La Natura Morta
Nell’arte figurativa con il termine Natura Morta si intendono quei dipinti che hanno come soggetto fiori, frutta, pesci, cacciagione o vari oggetti d’uso. Fino ai primi del Seicento era ferrea legge che l’importanza di un dipinto fosse direttamente commisurata all’importanza sociale o religiosa del soggetto rappresentato (ritrattistica, divulgazione religiosa), per cui era impensabile che un soggetto inanimato potesse rivestire dignità pittorica.
Ma è proprio nel XVII secolo – grazie al genio rivoluzionario del Caravaggio che distrusse il principio secondo il quale ritrarre soggetti inanimati fosse un’attività poco nobile – che comincia quel processo che porterà all’autonomia pittorica la matura morta, che si configurerà definitivamente come genere pittorico autonomo nel XVIII secolo.
La pittura di genere, il paesaggio e, in particolare, la Natura Morta ebbero a Napoli – nel Seicento – grande sviluppo, grazie alla presenza in città di pittori caravaggeschi e pittori fiamminghi, questi ultimi particolarmente attenti alle indagini naturalistiche. Nella pittura napoletana la Natura Morta subì una sorta di trasposizione in chiave barocca, con graduale passaggio di gusto dall’effetto di ammirazione per la fedeltà oggettiva della rappresentazione a quello di stupore e meraviglia per la fantasia dell’invenzione compositiva.

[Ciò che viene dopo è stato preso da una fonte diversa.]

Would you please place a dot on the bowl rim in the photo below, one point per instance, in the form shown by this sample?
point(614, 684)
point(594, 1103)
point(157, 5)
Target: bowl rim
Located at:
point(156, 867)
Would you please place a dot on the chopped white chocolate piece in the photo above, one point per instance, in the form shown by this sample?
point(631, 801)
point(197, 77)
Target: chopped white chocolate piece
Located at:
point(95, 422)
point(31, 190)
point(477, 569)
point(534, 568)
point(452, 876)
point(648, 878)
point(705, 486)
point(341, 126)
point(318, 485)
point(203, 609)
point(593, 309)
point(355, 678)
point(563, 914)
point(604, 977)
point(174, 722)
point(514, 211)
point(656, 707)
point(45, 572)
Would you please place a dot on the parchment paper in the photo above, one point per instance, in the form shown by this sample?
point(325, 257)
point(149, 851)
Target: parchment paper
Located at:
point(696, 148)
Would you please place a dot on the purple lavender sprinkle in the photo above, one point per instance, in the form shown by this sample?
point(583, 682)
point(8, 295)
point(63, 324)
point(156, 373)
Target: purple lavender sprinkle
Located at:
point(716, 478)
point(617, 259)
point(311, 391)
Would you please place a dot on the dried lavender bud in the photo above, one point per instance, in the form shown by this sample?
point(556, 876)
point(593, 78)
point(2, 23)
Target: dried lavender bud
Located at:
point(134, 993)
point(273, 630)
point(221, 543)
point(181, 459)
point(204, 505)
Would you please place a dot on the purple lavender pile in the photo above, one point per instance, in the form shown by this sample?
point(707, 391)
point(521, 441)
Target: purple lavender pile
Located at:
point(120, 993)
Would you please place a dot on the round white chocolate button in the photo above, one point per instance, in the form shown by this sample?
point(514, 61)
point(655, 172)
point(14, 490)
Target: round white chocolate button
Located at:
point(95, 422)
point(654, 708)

A Napoli nacquero vere e proprie consorterie di pittori di Nature Morte, che monopolizzarono per decenni un ricco e fiorente mercato finanziato dalla nuova borghesia laica, colta ed estimatrice di composizioni non solo di gusto floreale ma anche ricche di animali e di raffinati oggetti di uso quotidiano, considerate come un simbolo da esibire.